San Diego’s diverse economy, once dominated by defense, also is driven by manufacturing, tourism, high-technology, biotech, financial and business services, health care and retail. Situated on one of the busiest international borders in the world, with one of California’s five major port operations, San Diego is also fueled by international trade and shipping.
Defense spending has remained relatively stable over the last several years, and the industry helped lessen the impact of the recession in San Diego. The Department of Defense is the single largest employer in the county, and military investment in the region also affects manufacturing, software and computer services, communications, professional services and recreational goods. In addition, many of the firms that once focused on military-related goods and services are now expanding into consumer products.
Manufacturing in San Diego includes the areas of shipbuilding and repair, industrial machinery and computers, metal production and the manufacture of toys and sporting goods.
Tourism, which includes hospitality, conventions and gaming, employs a workforce of more than 160,000 in the region, according to the San Diego Convention and Visitors Bureau. San Diego is considered a top U.S. travel destination and hosts more than 31 million visitors each year. These visitors spend more than $7.5 billion annually, creating an economic impact of over $17 billion for the regional economy.
San Diego’s innovation economy includes the life sciences, technology, telecom and cleantech sectors. The cluster employs more than 170,000 people, and includes over 80 research institutions in the region, according to the San Diego Regional Economic Development Corp.

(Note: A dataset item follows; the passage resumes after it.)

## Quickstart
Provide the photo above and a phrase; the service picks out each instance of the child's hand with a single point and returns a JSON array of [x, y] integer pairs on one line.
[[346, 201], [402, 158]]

San Diego is home to more than 1,400 software and computer services companies. The region has become a leader in software development, programming, systems integration and other related services. Its life sciences companies and research institutions form one of the top three biotech clusters in the nation, while the burgeoning cleantech sector has seen growth in areas such as biofuels, smart grid technology, solar energy, energy efficiency and energy storage.
As the U.S. economy continues its slow recovery, businesses remain cautious about expanding. And while access to credit has improved, many businesses and consumers will continue to struggle to get loans from financial institutions. Local banks, now going through a spate of mergers and acquisitions, should further improve financial performance.
Some economists say the jobs market here won’t return until the construction industry recovers. But with a surplus of distressed and vacant properties, there’s little demand for more construction. Education, government and civic projects continue to form the lion’s share of current construction.
The housing market remains slow, though showing signs of improvement. Commercial vacancies are still high in many areas, and ongoing challenges to the industry include maturing notes that will be unable to be refinanced and underwater loans.
The local health care industry is a bright spot, and expects to see robust growth. An aging population, innovative therapies and better survival rate for injuries and diseases will keep demand for health care high.
San Diego is also home to many professional and business services, such as legal, accounting and management. These sectors help diversify the local economy and should aid in job creation.